De-spaghettification

Created in June 04, 2024

2024

Suppose you have, for whatever reason, a bunch of structures that you want to compare. If you have a couple, it’s easy enough to just look at them. What if you have a dozen? Or a thousand? Things become a bit harder. Take this, for example: here, I aligned about 100 various homologous proteins to a reference structure. It’s a bit of a mess.

Figure 1: a ball of spaghetti.

It’s hard to really see what is conserved and what isn’t. To get around this, we can generate psuedo-densities from an aligned set of structures: here, the “density” is essentially (proportional) to a probability density for the overall fold. I think this is sort of cool! It also turns out it’s pretty easy to do. Here’s a short script that will do it for you and a few other instructions.

First, align all your structures (duh). Then save them as a single combined PDB file. You can do this easily in PyMOL by choosing “File -> Export Structure -> Export Molecule,” changing the selection to “all” and saving as a PDB file. Make sure you’re writing all objects to one single file on the “Multi-File” tab.

Let’s say you saved this as “all_structures.pdb.” You can use the following script to generate a density map from this file in DX format. Install MDAnalysis with pip install MDAnalysis if you haven’t already. Save this as “generate_density.py” or whatever, and and invoke it (for example) with python generate_density.py -i all_structures.pdb -o density.dx. You can change the sampling density with the -d flag.

import argparse
import MDAnalysis as mda
import MDAnalysis.analysis.density

# read in args from command line using argparse
parser = argparse.ArgumentParser(description='This script will take a a pdb file and generate a pseduodensity map in dx format.')
parser.add_argument('-i', '--input', type=str, help='The input pdb file')
parser.add_argument('-o', '--output', type=str, help='The name of the output dx file')
parser.add_argument('-d', '--delta', type=float, help='The grid spacing for sampling PDB density (in Angstroms), default is 0.5', default=0.5)
parser.add_argument('--ca', '--CA', action='store_true', help='Use CA (backbone) atoms only')
args = parser.parse_args()

input_file = args.input
output_file = args.output
delta = args.delta

pdb_input = mda.Universe(input_file)
if args.ca:
    pdb_atoms = pdb_input.select_atoms('protein and backbone')
else:
    pdb_atoms = pdb_input.select_atoms('protein')

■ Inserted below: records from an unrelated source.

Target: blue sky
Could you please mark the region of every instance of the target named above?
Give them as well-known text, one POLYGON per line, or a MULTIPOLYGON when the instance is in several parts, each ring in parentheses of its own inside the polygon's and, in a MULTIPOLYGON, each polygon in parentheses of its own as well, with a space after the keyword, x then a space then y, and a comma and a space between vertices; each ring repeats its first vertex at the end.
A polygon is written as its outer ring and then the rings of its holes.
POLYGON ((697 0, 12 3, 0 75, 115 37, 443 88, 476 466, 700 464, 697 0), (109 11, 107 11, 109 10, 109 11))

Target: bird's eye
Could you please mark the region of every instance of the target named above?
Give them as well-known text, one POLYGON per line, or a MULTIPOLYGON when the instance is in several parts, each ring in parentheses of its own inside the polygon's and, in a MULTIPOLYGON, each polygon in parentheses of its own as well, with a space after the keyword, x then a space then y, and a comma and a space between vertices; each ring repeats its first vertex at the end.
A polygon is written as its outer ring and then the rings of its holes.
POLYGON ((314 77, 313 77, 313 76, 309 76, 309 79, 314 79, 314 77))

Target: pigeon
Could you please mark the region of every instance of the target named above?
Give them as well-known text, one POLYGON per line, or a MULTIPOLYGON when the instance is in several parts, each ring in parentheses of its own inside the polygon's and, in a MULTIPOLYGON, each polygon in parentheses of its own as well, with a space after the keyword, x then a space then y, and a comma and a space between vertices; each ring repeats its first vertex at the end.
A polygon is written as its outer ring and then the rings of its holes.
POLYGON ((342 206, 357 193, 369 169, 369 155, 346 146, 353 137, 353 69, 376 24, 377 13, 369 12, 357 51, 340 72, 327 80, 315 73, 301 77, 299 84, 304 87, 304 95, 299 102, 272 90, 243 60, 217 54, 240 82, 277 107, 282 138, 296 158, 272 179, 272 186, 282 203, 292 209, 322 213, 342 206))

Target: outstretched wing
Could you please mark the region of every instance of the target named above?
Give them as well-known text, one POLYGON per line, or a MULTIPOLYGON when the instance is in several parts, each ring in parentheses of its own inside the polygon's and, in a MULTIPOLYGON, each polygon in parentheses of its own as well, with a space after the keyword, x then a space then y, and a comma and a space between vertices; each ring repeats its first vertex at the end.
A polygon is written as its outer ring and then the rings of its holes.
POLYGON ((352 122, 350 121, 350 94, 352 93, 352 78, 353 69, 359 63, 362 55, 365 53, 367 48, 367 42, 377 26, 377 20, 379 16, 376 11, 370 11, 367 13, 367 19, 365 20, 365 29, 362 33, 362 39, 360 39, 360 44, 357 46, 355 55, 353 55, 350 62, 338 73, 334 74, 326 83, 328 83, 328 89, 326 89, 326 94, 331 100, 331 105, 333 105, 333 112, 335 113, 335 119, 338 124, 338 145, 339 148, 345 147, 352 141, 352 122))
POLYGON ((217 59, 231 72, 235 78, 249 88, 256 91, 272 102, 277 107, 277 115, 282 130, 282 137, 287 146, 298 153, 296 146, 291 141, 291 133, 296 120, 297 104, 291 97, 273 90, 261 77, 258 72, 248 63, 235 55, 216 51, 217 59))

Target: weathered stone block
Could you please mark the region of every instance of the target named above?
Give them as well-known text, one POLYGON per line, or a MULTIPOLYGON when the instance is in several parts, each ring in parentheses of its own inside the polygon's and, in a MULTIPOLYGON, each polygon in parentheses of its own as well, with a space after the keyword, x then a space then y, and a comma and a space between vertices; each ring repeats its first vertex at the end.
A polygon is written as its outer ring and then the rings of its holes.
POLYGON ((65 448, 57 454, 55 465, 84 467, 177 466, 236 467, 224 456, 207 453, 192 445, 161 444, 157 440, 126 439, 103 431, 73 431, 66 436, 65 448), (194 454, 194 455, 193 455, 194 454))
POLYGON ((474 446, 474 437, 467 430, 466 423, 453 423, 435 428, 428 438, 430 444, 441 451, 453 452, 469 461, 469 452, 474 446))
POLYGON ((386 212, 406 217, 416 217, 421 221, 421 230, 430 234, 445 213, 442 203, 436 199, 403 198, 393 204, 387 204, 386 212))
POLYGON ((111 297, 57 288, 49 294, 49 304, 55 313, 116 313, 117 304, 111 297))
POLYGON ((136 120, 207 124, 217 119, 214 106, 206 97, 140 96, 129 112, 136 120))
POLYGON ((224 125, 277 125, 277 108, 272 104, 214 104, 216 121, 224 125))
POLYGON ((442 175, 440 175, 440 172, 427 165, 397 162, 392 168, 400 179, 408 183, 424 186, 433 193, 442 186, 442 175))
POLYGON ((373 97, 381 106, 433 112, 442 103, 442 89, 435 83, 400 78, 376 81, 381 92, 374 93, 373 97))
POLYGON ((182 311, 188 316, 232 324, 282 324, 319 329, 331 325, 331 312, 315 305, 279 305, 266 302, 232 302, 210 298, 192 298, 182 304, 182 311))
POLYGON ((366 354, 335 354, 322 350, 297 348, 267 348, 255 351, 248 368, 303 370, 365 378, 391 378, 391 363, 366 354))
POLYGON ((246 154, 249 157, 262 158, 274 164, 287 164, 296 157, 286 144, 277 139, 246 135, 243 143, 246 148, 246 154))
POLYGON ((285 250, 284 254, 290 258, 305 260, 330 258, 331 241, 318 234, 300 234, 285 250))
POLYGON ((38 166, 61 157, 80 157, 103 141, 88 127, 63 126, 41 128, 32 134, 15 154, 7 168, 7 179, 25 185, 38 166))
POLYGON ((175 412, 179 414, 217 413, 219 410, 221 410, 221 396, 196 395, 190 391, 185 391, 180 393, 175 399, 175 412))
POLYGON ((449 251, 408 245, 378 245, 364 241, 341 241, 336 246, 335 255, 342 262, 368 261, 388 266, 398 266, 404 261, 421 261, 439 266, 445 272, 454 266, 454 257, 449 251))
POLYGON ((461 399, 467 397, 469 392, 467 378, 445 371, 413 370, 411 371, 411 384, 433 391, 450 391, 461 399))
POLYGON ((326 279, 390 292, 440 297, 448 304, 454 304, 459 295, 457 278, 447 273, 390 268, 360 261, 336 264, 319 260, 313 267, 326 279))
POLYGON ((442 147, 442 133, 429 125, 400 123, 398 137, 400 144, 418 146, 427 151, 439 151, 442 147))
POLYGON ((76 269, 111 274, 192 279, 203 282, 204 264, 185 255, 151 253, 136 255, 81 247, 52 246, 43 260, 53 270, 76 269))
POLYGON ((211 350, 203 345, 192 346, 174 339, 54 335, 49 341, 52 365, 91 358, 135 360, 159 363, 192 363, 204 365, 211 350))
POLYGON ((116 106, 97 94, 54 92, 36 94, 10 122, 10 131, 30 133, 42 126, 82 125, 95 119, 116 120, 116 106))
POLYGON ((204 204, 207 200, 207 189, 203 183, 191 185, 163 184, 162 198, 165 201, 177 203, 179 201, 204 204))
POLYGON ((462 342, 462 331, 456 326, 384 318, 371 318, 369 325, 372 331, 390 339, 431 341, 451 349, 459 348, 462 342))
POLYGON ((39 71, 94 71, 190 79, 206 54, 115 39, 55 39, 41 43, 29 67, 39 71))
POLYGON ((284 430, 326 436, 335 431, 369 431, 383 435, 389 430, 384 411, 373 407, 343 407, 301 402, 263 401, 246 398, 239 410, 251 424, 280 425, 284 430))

x = MDAnalysis.analysis.density.DensityAnalysis(pdb_atoms, delta=delta)
x.run()
x.density.convert_density(unit='Angstrom^{-3}')
x.density.export(output_file)

Use ChimeraX for the rest. Open the DX file as well as your reference structure. You’ll probably just see a bunch of dots for the map. That’s ok! Go to “Map -> Smooth” and you should see something a little more…mapish. The reference structure will also probably not be aligned with the map. ChimeraX can fit, but it seems to need a little help to start. Move the reference structure until it looks reasonably close, then use “Map -> Fit” to align them. You might need to fiddle but it should work.

Play with the gaussian surface levels to get a view of the density. Also try different map styles: image is sort of neat.

Figure 2: Left, pseudo-density for single protein across all solved structures. Right, pseudo-density for protein across 100 homologous proteins, or de-spaghettification of Figure 1.

Surface is a bit clearer, if not quite as pretty.

Figure 3: Surface view of Figure 2 right, pseudo-density of Figure 1.